In sintesi, bisogna capire che non tutto il male vien per nuocere: io non credo che le cose succedano per caso e la pandemia deve essere presa come un periodo di riflessione. Questo momento oscuro ci porterà a un livello zero e ci darà la possibilità di ripartire in una maniera più giusta e sana per tutti, e non mi riferisco solo al sistema moda.

Carla-Elena Acatrinei (studentessa di Fashion Design, Anno II):

Senza dubbio il momento che tutti stiamo attraversando con ansia e preoccupazione ha condizionato i nostri stili di vita e “sfere” della società, tra i quali appunto l’industria della moda.
Penso che il problema del fashion system risalga a molto tempo prima dell’arrivo della pandemia. Una volta “fare” moda significava creare e trasmettere un messaggio, o almeno io sono cresciuta con questa convinzione, dando inoltre spazio a coloro che hanno qualcosa da dire, protestare.
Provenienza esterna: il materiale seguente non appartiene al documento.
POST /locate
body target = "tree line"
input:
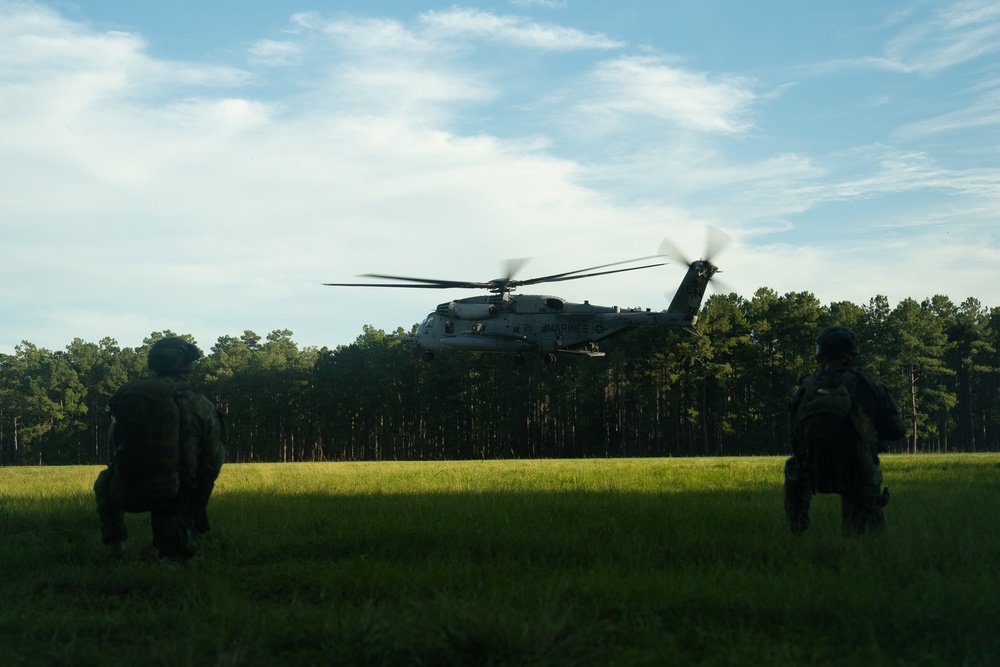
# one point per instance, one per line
(657, 392)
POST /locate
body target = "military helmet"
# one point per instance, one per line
(172, 355)
(837, 339)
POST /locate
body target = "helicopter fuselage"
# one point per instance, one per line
(532, 323)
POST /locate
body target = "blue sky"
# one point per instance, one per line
(205, 167)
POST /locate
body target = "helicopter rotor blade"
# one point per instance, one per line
(569, 275)
(670, 250)
(716, 241)
(426, 283)
(572, 275)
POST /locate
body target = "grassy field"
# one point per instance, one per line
(595, 562)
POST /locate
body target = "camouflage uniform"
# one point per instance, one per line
(854, 471)
(178, 519)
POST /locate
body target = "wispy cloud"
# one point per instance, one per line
(959, 33)
(512, 30)
(649, 87)
(275, 53)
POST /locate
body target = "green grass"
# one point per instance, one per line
(597, 562)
Purtroppo penso che il problema parta dalla società in cui viviamo, siamo convinti che la vita vada vissuta andando alla velocità della luce, e non ci chiediamo perché, non ci fermiamo a riflettere su noi stessi e sulle conseguenze delle nostre azioni.
Le grandi marche pensano di sapere quello di cui noi giovani, forza motrice delle future generazioni, abbiamo bisogno, ma non è proprio così.
Io non ho bisogno di campagne pubblicitarie visivamente accattivanti se il messaggio non c’è o comunque non riguarda le mie “necessità”.
Personalmente ho bisogno di sentirmi incoraggiata e accolta da questo mondo che ho scelto e di cui mi ero innamorata tempo fa.
È dunque giusto che la moda si fermi, paghi le conseguenze delle proprie azioni e rifletta sui cambiamenti da intraprendere, sperando che dia presto voce a quelli come me o i miei coetanei, che sicuramente hanno voglia di trasmettere un messaggio.
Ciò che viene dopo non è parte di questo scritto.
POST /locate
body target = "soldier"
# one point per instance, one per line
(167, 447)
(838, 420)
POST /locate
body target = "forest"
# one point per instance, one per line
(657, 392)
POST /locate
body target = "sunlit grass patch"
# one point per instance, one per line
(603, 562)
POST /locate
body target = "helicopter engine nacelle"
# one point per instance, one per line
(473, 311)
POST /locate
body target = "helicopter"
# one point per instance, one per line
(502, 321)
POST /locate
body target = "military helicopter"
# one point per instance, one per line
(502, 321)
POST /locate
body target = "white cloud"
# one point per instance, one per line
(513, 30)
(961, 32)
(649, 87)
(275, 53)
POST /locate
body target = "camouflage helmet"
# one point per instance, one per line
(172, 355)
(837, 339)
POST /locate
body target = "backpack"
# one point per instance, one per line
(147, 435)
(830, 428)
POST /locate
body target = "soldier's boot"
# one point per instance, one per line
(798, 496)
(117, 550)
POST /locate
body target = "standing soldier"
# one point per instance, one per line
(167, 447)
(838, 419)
Eleonora Ferrari (studentessa di Fashion Design, Anno II):

Situazioni come quella che stiamo vivendo arrivano ciclicamente per cambiare qualcosa, sono indice che lo stile di vita dell’uomo esagera e sovrasta gli equilibri del mondo.
La moda è stata spremuta in questi anni, obbligata a seguire ritmi allucinanti che l’hanno snaturata, travolta dal fast fashion. La moda è arte ed espressione di sé. Oggi è desiderabilità sociale e trends. È sovrapproduzione, inquinamento, spreco. Non conosce innovazione, qualità, sincerità. Non può continuare così, perde di valore e di significato.
Questo stop forzato è l’occasione perfetta per rallentare e ritornare all’essenziale.
In questo momento di crisi tutta la macchina si è inceppata, i consumatori non acquistano o sono più cauti. Sfruttano le piattaforme online, così come fanno i brands nella comunicazione: queste saranno ancora più importanti dopo, perché ora sono diventate essenziali nelle nostre vite. Sarà più difficile accedere liberamente ai negozi, provare e comprare senza vincoli, quindi forse si preferirà acquistare online. Ma ci saranno meno soldi a disposizione, quindi meno domanda? Inoltre, i consumatori hanno riscoperto un lifestyle più lento, rilassato, umano. Vero. Lo continueranno dopo o cadranno nuovamente nel vortice del consumismo? Questo sarà determinante per capire il futuro della moda.
Per molti (e per me) è meglio tornare ad una minore offerta, le classiche due collezioni stagionali, che non rincorrono trends ripetitivi buttati fuori per un’illusoria innovazione, ma che offrono prodotti duraturi, funzionali e versatili. Rallentare. È necessario anche per fare respirare l’ambiente; continuare uno sfruttamento malsano e incontrollato di un sistema chiuso, quale è la Terra, prima o poi porta ad una catastrofe. Ignorare questo problema e rimandarlo a un futuro ipotetico non serve, tanto vale affrontarlo subito.